Chief of General Staff
- In office October 2006 – October 2008
- Preceded by: Tariq Majid
- Succeeded by: Muhammad Mustafa Khan

Commander X Corps Rawalpindi
- In office October 2004 – October 2006
- Preceded by: Ashfaq Parvez Kayani
- Succeeded by: Tariq Majeed

Personal details
- Born: 12 October 1951^{[citation needed]} Pakistan^{[citation needed]}
- Alma mater: Cadet College Hasan Abdal Pakistan Military Academy Command and Staff College Quetta National Defence College
- Awards: Hilal-i-Imtiaz (Military) Sitara-e-Basalat

Military service
- Allegiance: Pakistan
- Branch/service: Pakistan Army
- Years of service: 1971 — 2008
- Rank: Lieutenant General
- Unit: 40 Punjab Regiment Special Service Group
- Commands: Commander 111th Infantry Brigade; Director General Sindh Rangers; Deputy Director General Inter-Service Intelligence; Commander X Corps; Chief of General Staff;

= Salahuddin Satti =

Pakistani military person

Salahuddin Satti (born 12 October 1951) is a retired general of the Pakistan Army who served as Commander of X Corps, Rawalpindi and Chief of General Staff (CGS) at the General Headquarters Rawalpindi.

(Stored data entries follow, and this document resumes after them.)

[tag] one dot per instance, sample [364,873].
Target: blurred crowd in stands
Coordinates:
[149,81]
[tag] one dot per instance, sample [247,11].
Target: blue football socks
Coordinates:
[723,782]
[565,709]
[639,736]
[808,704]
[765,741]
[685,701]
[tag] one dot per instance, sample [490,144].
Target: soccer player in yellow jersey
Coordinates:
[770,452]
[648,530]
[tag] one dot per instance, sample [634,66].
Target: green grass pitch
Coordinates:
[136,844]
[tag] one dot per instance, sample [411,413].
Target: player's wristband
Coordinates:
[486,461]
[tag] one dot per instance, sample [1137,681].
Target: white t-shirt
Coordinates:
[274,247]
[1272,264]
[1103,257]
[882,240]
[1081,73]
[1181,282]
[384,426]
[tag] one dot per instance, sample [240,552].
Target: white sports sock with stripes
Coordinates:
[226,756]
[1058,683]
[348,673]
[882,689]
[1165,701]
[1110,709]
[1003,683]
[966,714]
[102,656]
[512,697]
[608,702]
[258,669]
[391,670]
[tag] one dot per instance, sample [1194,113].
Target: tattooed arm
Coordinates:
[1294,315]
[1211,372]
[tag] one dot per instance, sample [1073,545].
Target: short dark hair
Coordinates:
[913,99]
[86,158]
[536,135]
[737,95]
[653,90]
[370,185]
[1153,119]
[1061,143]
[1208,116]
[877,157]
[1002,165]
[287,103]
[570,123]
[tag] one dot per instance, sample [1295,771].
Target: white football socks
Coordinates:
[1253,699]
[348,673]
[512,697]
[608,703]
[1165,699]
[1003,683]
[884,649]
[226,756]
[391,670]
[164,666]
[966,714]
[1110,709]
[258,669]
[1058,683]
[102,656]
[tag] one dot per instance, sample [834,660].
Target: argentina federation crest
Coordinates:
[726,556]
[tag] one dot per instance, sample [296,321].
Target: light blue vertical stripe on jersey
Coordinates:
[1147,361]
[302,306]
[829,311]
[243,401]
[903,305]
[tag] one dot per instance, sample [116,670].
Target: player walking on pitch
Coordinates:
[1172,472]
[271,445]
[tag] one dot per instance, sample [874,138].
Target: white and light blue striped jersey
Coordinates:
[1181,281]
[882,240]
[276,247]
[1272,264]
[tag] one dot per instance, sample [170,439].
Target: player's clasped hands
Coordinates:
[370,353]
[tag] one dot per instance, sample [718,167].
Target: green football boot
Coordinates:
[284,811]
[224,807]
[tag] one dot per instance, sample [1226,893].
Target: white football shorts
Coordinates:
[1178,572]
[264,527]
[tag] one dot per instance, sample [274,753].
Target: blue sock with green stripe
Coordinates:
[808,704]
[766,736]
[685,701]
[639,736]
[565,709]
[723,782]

==Early life and education==
Satti was born on 12 October 1951 in Pakistan. He completed his education from Cadet College Hasan Abdal. He went to the Command and Staff College, Quetta and completed graduation from National Defence College, Islamabad. He was sent to the Turkish Armed Forces War College for further military studies.

== Military career ==
Satti was commissioned in the 47 PMA Long Course and joined the Punjab Regiment.

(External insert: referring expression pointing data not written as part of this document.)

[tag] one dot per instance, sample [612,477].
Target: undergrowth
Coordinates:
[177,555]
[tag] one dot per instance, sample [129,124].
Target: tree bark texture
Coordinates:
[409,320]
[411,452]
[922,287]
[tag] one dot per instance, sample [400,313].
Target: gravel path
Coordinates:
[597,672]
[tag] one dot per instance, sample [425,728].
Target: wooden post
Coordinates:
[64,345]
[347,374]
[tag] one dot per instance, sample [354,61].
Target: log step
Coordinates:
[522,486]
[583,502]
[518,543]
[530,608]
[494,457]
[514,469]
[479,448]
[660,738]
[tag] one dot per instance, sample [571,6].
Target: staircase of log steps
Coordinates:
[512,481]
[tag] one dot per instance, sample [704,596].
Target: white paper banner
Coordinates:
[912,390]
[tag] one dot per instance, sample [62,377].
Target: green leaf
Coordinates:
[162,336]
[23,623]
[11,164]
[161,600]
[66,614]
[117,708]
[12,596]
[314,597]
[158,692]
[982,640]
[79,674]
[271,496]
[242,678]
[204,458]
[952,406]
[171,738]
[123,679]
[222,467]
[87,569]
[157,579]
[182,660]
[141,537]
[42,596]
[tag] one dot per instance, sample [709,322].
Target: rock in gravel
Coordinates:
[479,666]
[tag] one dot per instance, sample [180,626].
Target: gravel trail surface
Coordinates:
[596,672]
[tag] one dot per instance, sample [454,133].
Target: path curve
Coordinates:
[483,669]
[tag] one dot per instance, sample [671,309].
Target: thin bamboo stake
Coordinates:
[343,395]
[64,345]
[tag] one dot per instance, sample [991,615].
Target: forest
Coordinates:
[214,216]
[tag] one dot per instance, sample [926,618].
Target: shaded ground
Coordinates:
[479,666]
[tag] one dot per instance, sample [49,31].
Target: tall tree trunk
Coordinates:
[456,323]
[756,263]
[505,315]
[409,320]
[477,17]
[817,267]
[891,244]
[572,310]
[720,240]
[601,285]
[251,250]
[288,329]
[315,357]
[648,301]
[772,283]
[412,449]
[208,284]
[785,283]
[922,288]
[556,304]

As a brigadier, he served as the commander of the 111th Infantry Brigade and was actively involved in the 1999 Pakistani coup d'état. Reportedly, he was a close asscociate of former President Pervez Musharraf. As a part of the Special Service Group, he served at the Siachen Glacier as Brigadier.

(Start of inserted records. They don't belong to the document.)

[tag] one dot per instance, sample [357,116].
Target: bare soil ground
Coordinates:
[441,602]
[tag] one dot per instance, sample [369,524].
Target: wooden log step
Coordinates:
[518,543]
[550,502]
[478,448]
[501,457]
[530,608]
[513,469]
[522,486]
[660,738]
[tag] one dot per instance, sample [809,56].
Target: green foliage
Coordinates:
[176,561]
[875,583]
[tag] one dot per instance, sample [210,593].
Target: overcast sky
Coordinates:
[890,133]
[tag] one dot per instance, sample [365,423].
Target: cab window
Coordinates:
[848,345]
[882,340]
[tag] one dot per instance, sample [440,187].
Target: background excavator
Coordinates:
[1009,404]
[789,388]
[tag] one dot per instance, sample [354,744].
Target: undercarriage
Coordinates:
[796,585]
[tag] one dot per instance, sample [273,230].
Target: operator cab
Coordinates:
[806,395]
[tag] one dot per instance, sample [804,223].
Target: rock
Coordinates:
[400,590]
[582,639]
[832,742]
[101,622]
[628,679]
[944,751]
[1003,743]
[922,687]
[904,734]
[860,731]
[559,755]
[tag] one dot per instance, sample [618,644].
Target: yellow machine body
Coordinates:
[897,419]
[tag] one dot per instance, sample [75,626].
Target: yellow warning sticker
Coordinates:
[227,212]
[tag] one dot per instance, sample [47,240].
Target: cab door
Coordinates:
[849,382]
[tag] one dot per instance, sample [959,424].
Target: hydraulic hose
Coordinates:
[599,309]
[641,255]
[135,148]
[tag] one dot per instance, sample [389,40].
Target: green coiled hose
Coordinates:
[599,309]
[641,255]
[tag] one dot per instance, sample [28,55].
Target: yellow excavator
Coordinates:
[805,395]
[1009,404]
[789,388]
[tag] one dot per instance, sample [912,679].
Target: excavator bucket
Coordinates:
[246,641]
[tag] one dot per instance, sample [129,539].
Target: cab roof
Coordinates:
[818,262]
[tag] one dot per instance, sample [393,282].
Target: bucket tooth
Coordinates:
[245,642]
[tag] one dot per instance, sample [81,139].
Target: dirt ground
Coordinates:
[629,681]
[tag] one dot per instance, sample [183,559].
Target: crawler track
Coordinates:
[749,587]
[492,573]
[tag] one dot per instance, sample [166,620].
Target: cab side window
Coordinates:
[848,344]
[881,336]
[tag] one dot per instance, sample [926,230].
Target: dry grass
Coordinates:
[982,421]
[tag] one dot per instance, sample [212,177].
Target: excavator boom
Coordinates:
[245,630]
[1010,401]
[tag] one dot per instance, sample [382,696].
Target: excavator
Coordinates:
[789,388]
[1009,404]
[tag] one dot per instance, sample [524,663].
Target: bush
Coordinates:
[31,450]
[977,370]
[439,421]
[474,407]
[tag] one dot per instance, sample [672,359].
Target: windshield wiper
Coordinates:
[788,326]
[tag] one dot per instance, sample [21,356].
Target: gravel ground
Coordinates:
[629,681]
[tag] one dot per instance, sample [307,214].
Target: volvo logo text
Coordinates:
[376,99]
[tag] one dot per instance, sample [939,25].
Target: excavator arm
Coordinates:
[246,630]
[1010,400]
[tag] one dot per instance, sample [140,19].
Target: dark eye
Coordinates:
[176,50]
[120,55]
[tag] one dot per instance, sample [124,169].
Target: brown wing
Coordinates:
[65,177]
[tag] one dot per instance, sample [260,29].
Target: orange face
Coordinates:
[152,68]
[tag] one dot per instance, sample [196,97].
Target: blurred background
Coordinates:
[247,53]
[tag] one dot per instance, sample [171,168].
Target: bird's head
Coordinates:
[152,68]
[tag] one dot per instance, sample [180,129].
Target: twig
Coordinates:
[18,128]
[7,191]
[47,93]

As a major general, he served as Director General Sindh Rangers and Deputy Director General of the Inter Service Intelligence. Later, he was promoted to the rank of lieutenant general and appointed as the Commander X Corps, a key field appointment of the Pakistan Army. Before retirement from the military, he served as Chief of the General Staff.

==Post military career==
After retirement from the military, he served as ambassador to Brunei. Later he was appointed as the chancellor of Iqra University.